University of Cape Town vice-chancellor Professor Mamokgethi Phakeng.
Esa Alexander, Gallo Images, Sunday Times, file
While there were issues with what UCT vice-chancellor Professor Mamokgethi Phakeng during an online lecture, there was no need for the way she was treated afterwards, writes Thembalethu Seyisi.
During the heart of the pandemic and in the heat of the strict South African lockdown in 2020, University of Cape Town (UCT) Vice-Chancellor Professor Mamokgethi Phakeng initiated a creative way of learning together.
She set out to share her top-rated knowledge on her social media pages with all those who were willing to listen and learn. The 60-minute social media lectures ranged from lighthearted and self-deprecating topics of how she failed Chemistry in her first year of tertiary studies to serious topics of how to conduct PhD research and ‘make it’ in the workplace.
This transformative way of learning meant she was meeting people where they are, with the knowledge that they have and hopefully, after the lecture, those who tuned in would have acquired new knowledge.
On 5 September 2021, the VC started a new series of #StrengthInDiversity. The first lecture was meant to dissect “what does science say about LGBTQA+”. I aim not to venture and add more to the body of work produced by brilliant activists and scholars on why this was wrong. Many other learned colleagues have already capably done so. However, I want to critique the misogynistic and bullish behaviour that the VC was subjected to days after.
Although some criticism was valid, some was malicious and just purely rude. It is the latter that should be unfavored and dealt with before spreading like a cancerous disease in our Nation’s psyche. When people err, how we handle their ball dropping is of paramount importance as it sets a precedent. Bullying and name-calling should not be part of correcting the wrong. That strategy undermines genuine concerns and offends the inherent human dignity of the other person. It is also antithesis to our nation’s cardinal principle of rehabilitating the offender and a rejection of the other person’s fallibility. Calling the UCT VC a “mathematical mouth”, “disgusting”, and “personally tired of her” does very little to the discourse of correcting the wrong but rather positions her as someone not worthy of our engagement.
Clicks advert fallout
Coincidentally, the first week of September marks a year since the big EFF and Thuli Madonsela fallout over the Clicks advert.
While Madonsela was convinced that the Clicks ad- which labelled black women hair as “dry and damaged” and ‘frizzy and dull’ compared to the white women’s hair which was captioned ‘normal’ and “fine and flat”- was a “textbook case of unconscious bias”, the EFF pack led by Julius Malema believed it was a deliberate act of racism and subsequently called for the raiding of Clicks stores in South Africa.
The issue here is not whether Madonsela was right or not; the point is how the EFF responded to her.
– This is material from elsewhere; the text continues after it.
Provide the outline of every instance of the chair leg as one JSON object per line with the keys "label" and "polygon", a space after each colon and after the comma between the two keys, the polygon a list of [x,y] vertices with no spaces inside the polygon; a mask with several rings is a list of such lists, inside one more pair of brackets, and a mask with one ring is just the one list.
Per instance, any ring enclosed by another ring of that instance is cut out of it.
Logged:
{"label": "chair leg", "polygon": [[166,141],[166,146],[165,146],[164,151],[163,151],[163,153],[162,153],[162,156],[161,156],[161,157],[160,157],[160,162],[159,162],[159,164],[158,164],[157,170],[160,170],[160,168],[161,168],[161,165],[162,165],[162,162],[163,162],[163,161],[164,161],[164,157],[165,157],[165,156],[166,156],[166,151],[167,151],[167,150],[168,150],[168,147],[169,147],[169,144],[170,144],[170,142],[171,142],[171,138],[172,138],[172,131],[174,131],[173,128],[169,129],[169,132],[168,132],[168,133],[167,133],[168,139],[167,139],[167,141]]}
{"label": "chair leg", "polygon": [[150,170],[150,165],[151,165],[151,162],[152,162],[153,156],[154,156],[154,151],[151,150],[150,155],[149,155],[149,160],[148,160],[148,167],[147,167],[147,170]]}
The misogynistic responses, similar to what the UCT VC had to deal with, should bother us. Responses to Madonsela ranged from “find the nearest hell Thuli…when you get there, you know the cerebral thing to do!” (Mbuyiseni Ndlozi), “the sooner the whole of South Africa accepts that you’re a spokesperson and puppet of the white capitalist establishment the better” (Floyd Shivambu). Stripping Madonsela the agency to form her own (daily) thoughts on public matters, sexualising and reducing her to someone who advances the interest of white (men) is appalling, dangerous and regressive to the notion of non-sexism.
READ | Karyn Maughan: ‘Find the nearest hell, Thuli’: The EFF and its inability to deal with criticism
It is not arguable that the past week has shown that the UCT VC best represents black women who are walking, what she coins, ‘the tight rope’. Most times, she is the hope and the solution, but at the very same time she is the person to shoot at as she walks the tightrope between the picket line and the boardroom. The picket line being those who are aggrieved, and the boardroom being those who can correct the grievance. She then becomes the creature that is expected to answer the grievances of the picket line- not today, not tomorrow but yesterday (!). One cannot begin to imagine the immense pressure the VC faced when the malicious Twitter birds started tagging UCT. The “they are your people, make them stop” comments from the boardroom must have been destabilising.
The pressure on black woman to get it right all the time in unreasonable and unfair at best. In this instance, although the lecture was unwittingly hurtful, Mamokgethi Phakeng meant no harm as she expressly stated the intentions of the lecture: “We are here to learn, that’s what this platform is about…this is also about educating some parts of our community that are not so receptive [of members of the LGBTQI+]…some areas in our country [that] are not so open minded”.
The spurious wokeism, aimed at intimidating and silencing black women, should be met with no mercy. A bulwark must be formed against the loudmouths who jump to the front of the Twitter picket line and use genuine concerns and societal vulnerabilities to advance their own political careers. Failure to address this bullish behaviour dressed as activism leaves us with a greater chance of losing our most outstanding leaders among us.
– Thembalethu Seyisi is a legal scholar and author. He writes in his personal capacity.